In the case of Theresa Bentaas, The Wired posted a concern expressed by Colleen Fitzpatrick, who cofounded the nonprofit DNA Doe Project with fellow genealogist Margaret Press. “Bentaas, who would have been 18 or 19 at the time of the incident and, according to an affidavit cited in the Argus Leader, too scared and ashamed to tell anyone about the pregnancy, is different. A Baby Doe case is a special category,” says Colleen Fitzpatrick. “It breaks apart this neat dichotomy between finding criminals who might still be dangerous and finding victims.” For Fitzpatrick the category of crime matters.
Even in the high-profile case of Michelle Martinko, concerns are expressed. From The Gazette, comes the quote below. It is from Brandy Jennings who lives in Vancouver, Washington. She had uploaded her DNA to GEDMatch to find out more about her family from father’s side. Through her DNA, the suspect in the Martinko murder, Jerry Burns, was found.
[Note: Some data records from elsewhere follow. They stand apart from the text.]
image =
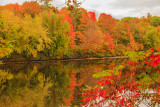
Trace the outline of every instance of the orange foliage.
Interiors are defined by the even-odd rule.
[[[115,19],[111,15],[102,13],[99,16],[98,24],[105,32],[111,33],[112,28],[115,26]]]
[[[69,47],[75,47],[75,32],[72,25],[72,18],[69,17],[69,11],[67,9],[63,9],[59,11],[60,14],[64,15],[63,21],[66,20],[69,23],[70,31],[68,32],[68,36],[70,38]]]
[[[38,14],[41,12],[40,5],[35,3],[34,1],[30,2],[24,2],[20,7],[20,13],[21,14],[30,14],[31,16],[34,16],[35,14]]]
“The discovery, she said, has taught her to pay attention to the “fine print” before submitting something to a public site because she didn’t know law enforcement could access the DNA without her knowledge.” She uploaded her DNA for ancestry purposes and now finds out her DNA was used by law enforcement. She was not told about that. In the article she is relieved Burns got caught but she is clearly uneasy with the use of her DNA by authorities without her knowing that was possible.